Penny’s mother returns to her room and confirms Aunt Gina’s story. She adds that her supervisor at the hospital made a rude comment about Freddy, and that was why she left nursing. Penny tells her mother she wishes she had told her the truth before, and she also asks what her father thought of her; her mother says he loved her very much and called her “Daddy’s little girl.”
A new patient named Vivian, who has just had her appendix out, moves into the bed next to Penny to recuperate. Penny offers to give Vivian her lucky bean, but when she reaches for it, she accidentally knocks it off the table. Before the bean can fall to the floor, Penny, without thinking, reaches out her bad arm to grab it; she discovers she can move her arm again. Penny stays in the hospital a bit longer, working on using her injured arm, before she is released in mid-September. She returns to school and discovers she is suddenly popular because of her injury—boys offer to carry her books, and Veronica leaves her alone.
At home, Pop-pop brings Penny a kitten, whom she names Rhett after the movie character Rhett Butler. Mr. Mulligan now comes over for dinner all the time. Frankie’s still working at Uncle Nunzio’s factory, and, inspired by his uncle, he now wants to become a businessman instead of a criminal. Penny still works in the butcher shop after school, and one day her crush Jack comes to see her and asks if she would like to go out sometime. Of course, she agrees.

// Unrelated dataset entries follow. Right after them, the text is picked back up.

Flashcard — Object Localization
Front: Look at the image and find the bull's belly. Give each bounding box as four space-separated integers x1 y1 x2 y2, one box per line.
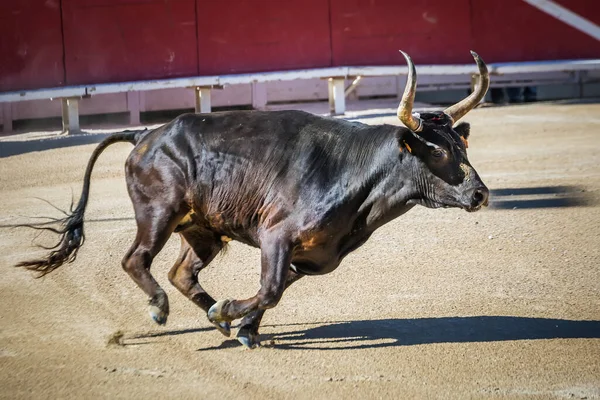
289 245 349 275
286 227 374 276
290 258 340 275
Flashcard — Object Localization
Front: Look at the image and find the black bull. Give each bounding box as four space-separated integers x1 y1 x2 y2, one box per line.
17 51 491 348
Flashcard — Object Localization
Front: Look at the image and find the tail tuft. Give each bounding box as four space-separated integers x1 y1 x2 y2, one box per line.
15 201 86 277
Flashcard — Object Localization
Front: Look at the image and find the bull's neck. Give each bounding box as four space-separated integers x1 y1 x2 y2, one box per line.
351 135 418 233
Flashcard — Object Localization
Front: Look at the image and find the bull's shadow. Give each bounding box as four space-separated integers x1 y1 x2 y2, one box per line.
489 186 592 209
195 316 600 351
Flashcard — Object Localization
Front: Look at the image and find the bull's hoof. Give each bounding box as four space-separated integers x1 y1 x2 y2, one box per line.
207 299 231 324
237 327 260 349
212 321 231 337
148 305 168 325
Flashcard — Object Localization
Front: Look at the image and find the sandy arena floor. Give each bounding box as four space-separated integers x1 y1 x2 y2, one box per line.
0 100 599 399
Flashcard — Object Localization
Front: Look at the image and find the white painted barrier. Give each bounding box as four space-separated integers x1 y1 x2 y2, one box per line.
1 59 599 133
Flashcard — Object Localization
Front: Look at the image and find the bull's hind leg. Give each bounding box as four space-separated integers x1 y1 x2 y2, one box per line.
237 269 303 348
122 201 187 325
168 229 230 336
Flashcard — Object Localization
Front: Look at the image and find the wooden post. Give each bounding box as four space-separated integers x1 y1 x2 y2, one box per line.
194 87 212 113
252 82 267 110
344 76 362 97
575 71 585 98
328 78 346 115
127 91 141 125
61 97 80 134
1 103 12 134
328 78 335 114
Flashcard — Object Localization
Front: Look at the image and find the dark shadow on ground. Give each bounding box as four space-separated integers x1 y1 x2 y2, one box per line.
191 316 600 351
0 132 111 158
264 316 600 351
121 327 215 347
129 327 214 340
489 185 593 209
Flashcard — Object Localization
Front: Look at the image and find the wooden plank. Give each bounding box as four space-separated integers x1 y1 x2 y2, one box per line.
0 86 87 102
1 60 599 104
219 67 348 85
85 77 218 95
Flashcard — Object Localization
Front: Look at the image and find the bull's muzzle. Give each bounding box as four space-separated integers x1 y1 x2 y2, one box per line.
466 186 489 211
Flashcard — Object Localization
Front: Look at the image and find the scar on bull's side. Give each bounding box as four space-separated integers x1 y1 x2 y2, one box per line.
130 143 150 163
174 211 233 243
297 231 330 251
175 212 233 241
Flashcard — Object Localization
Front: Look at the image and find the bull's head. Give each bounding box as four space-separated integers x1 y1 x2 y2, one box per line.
397 51 489 212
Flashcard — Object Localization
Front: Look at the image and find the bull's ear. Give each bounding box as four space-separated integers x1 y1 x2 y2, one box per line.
454 122 470 139
454 122 470 149
399 130 426 155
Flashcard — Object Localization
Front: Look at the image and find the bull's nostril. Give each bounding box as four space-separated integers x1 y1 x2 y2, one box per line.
472 187 489 207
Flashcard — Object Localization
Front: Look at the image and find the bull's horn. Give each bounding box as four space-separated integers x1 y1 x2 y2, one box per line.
444 51 490 124
397 51 423 132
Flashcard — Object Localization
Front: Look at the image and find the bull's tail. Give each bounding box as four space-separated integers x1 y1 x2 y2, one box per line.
15 129 148 277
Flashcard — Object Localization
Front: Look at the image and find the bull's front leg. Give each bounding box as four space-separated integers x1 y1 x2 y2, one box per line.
236 269 304 348
207 236 291 336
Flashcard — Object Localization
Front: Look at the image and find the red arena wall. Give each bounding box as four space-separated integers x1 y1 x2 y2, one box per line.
61 0 199 85
0 0 65 92
1 0 599 91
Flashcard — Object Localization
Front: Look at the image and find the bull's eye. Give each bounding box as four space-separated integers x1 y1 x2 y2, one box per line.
431 149 445 158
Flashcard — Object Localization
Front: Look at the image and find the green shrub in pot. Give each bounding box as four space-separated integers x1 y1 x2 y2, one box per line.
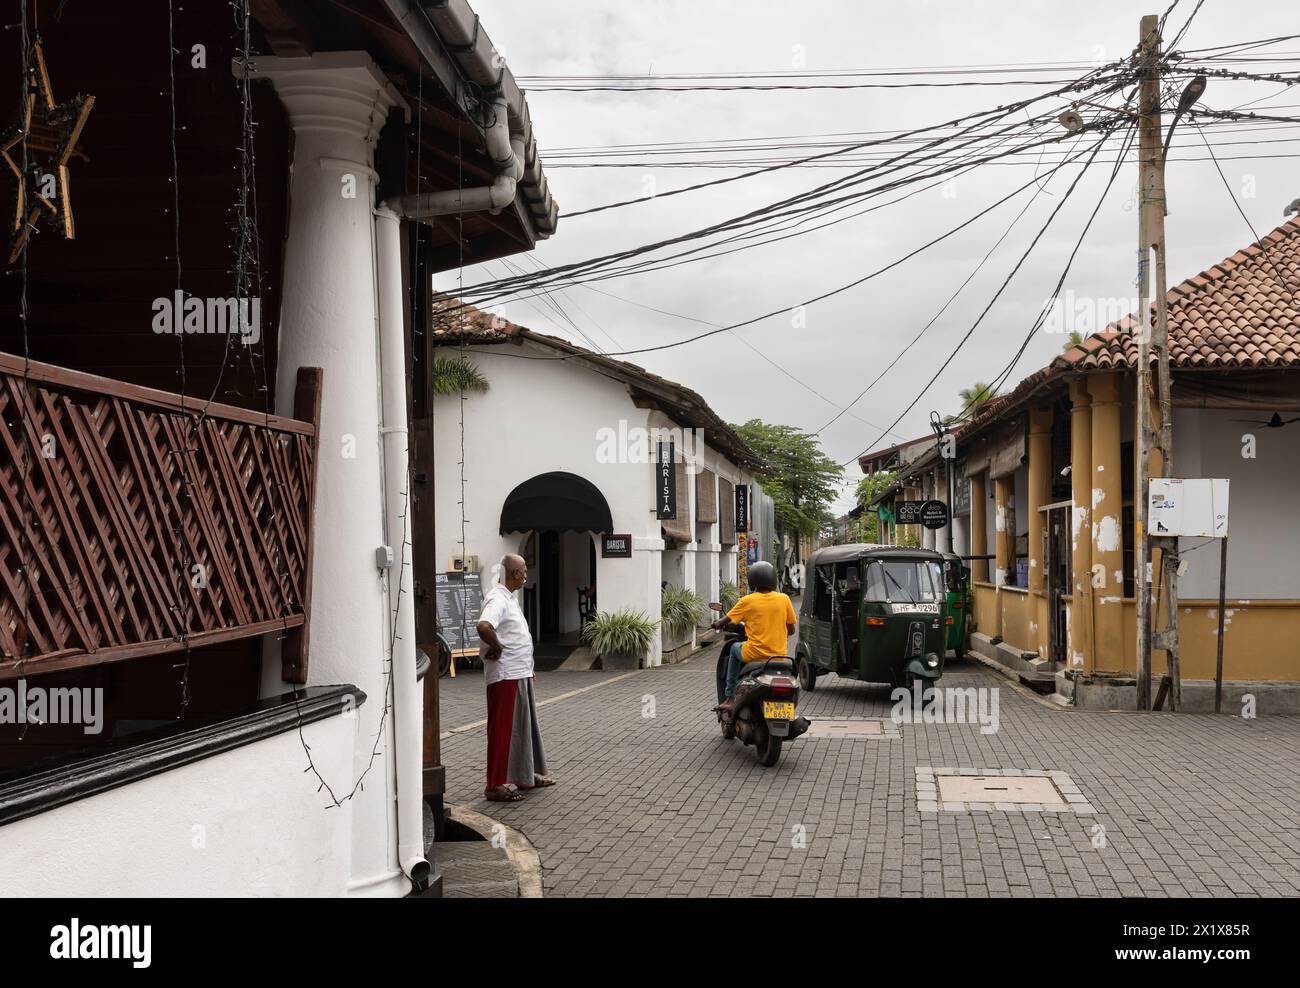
719 580 741 613
661 585 706 643
581 609 658 670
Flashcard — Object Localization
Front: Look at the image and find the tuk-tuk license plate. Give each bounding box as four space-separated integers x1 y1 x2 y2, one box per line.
891 602 939 614
763 701 795 720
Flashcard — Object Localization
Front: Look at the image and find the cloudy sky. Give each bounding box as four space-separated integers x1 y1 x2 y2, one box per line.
457 0 1299 511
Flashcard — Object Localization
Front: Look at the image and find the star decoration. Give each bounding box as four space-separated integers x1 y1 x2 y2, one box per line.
1 40 94 265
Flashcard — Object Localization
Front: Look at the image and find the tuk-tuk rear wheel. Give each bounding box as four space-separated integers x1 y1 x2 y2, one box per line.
797 656 817 692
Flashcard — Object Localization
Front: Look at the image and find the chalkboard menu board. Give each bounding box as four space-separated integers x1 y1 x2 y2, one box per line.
435 572 486 654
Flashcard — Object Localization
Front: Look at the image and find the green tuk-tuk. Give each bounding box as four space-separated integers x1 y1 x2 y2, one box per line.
941 552 971 659
795 544 949 693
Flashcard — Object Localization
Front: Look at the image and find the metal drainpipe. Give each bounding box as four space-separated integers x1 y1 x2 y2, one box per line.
374 203 432 891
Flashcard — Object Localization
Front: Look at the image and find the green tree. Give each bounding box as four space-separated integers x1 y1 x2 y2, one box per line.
732 420 843 545
945 381 999 423
852 470 897 543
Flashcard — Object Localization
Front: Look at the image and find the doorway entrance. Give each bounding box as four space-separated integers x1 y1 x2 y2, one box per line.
539 530 561 639
501 471 614 667
1046 504 1072 668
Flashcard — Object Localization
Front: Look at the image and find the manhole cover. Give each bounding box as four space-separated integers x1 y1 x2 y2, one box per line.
914 767 1096 813
936 775 1064 804
805 718 898 739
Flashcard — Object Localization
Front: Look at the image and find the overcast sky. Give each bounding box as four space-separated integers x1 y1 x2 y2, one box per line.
457 0 1300 512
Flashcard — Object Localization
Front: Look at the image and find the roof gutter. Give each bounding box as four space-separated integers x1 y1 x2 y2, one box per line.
380 0 557 234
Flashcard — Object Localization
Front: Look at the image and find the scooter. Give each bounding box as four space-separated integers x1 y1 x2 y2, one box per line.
709 603 811 767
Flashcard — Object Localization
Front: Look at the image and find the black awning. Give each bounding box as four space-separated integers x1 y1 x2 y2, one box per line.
500 472 614 534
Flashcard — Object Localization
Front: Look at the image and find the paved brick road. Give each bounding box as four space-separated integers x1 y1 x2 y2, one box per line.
438 652 1300 897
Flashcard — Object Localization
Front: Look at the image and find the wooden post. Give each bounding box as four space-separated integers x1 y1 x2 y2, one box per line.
1135 12 1182 710
1214 537 1228 714
282 366 323 684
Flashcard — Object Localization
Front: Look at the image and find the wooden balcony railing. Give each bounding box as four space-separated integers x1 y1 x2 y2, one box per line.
0 354 321 682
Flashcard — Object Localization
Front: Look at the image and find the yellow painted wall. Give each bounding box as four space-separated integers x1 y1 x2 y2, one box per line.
1006 596 1299 682
972 582 997 638
998 589 1034 651
1158 601 1300 682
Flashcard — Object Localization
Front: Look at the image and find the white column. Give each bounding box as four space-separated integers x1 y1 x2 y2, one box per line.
249 53 407 898
934 466 952 554
922 474 936 550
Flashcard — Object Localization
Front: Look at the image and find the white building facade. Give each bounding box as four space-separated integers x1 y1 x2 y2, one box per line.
430 310 758 666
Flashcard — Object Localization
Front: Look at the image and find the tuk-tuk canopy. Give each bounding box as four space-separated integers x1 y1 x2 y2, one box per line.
802 543 947 618
805 543 944 568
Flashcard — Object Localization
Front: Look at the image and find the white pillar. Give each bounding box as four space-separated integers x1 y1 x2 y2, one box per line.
249 53 407 898
922 474 936 550
934 466 952 554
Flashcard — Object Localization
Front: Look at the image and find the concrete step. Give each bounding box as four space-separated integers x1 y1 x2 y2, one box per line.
436 841 519 898
557 645 597 671
1018 670 1058 694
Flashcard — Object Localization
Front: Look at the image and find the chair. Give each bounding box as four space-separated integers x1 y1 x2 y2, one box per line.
577 585 597 628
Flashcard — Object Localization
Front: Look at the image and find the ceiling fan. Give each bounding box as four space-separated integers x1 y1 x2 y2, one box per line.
1231 411 1300 429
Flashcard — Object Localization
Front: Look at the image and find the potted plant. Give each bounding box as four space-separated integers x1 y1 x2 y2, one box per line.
581 608 658 670
661 585 706 650
719 580 741 613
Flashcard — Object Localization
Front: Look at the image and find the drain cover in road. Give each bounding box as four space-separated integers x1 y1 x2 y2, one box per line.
914 767 1096 814
937 775 1063 804
805 718 899 739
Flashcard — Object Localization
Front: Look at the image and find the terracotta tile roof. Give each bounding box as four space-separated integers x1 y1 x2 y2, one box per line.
428 296 761 467
429 296 528 341
1055 218 1300 371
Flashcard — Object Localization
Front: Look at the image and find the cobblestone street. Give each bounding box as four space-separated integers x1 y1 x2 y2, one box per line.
439 652 1300 897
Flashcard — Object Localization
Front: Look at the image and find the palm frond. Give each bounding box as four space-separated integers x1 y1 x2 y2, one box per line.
431 355 489 396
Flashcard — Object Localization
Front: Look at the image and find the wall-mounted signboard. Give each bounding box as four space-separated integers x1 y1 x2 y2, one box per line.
920 500 950 530
895 500 925 525
1149 478 1229 538
656 442 676 520
601 533 632 558
735 483 750 532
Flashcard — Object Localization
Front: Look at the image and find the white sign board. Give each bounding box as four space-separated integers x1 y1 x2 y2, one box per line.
1149 478 1229 538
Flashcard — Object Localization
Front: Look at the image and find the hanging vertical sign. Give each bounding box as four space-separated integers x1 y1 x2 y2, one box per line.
656 441 677 520
734 483 750 533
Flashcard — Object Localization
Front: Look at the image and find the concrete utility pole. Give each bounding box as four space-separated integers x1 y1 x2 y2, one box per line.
1134 13 1181 709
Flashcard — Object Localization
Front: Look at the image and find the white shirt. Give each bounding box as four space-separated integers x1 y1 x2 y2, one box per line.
478 584 535 685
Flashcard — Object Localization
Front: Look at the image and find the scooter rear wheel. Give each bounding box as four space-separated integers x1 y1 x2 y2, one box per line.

Finally, Uncle Dominic comes home, and he and Penny talk about her father. Uncle Dominic says the incident was his fault, since he constantly bragged about the fancy radio he bought Freddy, and some of the neighbors must have told the FBI. Penny, however, understands how much Uncle Dominic loved her father and forgives him. Uncle Dominic also reveals that Penny is not named after a Bing Crosby song.Rather, the family began calling her Penny after her father’s death because during his illness, he wrote them, “That baby’s just like a lost penny I’ll never hold again.”
Mr. Mulligan asks Penny’s permission to marry her mother, and Penny agrees. At the wedding, Penny is both the flower girl and the maid of honor. Her mother even talks about becoming a nurse again.
Penny asks her mother why her family and the Faluccis do not get along. Penny’s mother explains that the Faluccis had an Italian girl in mind for Freddy. In addition, because Penny’s mother did not convert to Catholicism before Freddy’s death, he could not be buried beside his relatives in the Catholic cemetery.
Inspired by Penny’s question, her mother invites all the Faluccis over for dinner, including Uncle Dominic. Everyone gets along, and Penny calls it “the best meal I’ve ever had in my whole life.” After the dinner, however, the families continue with their separate lives rather than continuing to connect. Uncle Dominic does not return to playing ball or dating, but he does move out of his car and into Nonny’s basement. Penny acknowledges that her own life, and those of the family members she loves so much, will never be perfect; still, she decides as the novel ends, everything is “all right somehow.”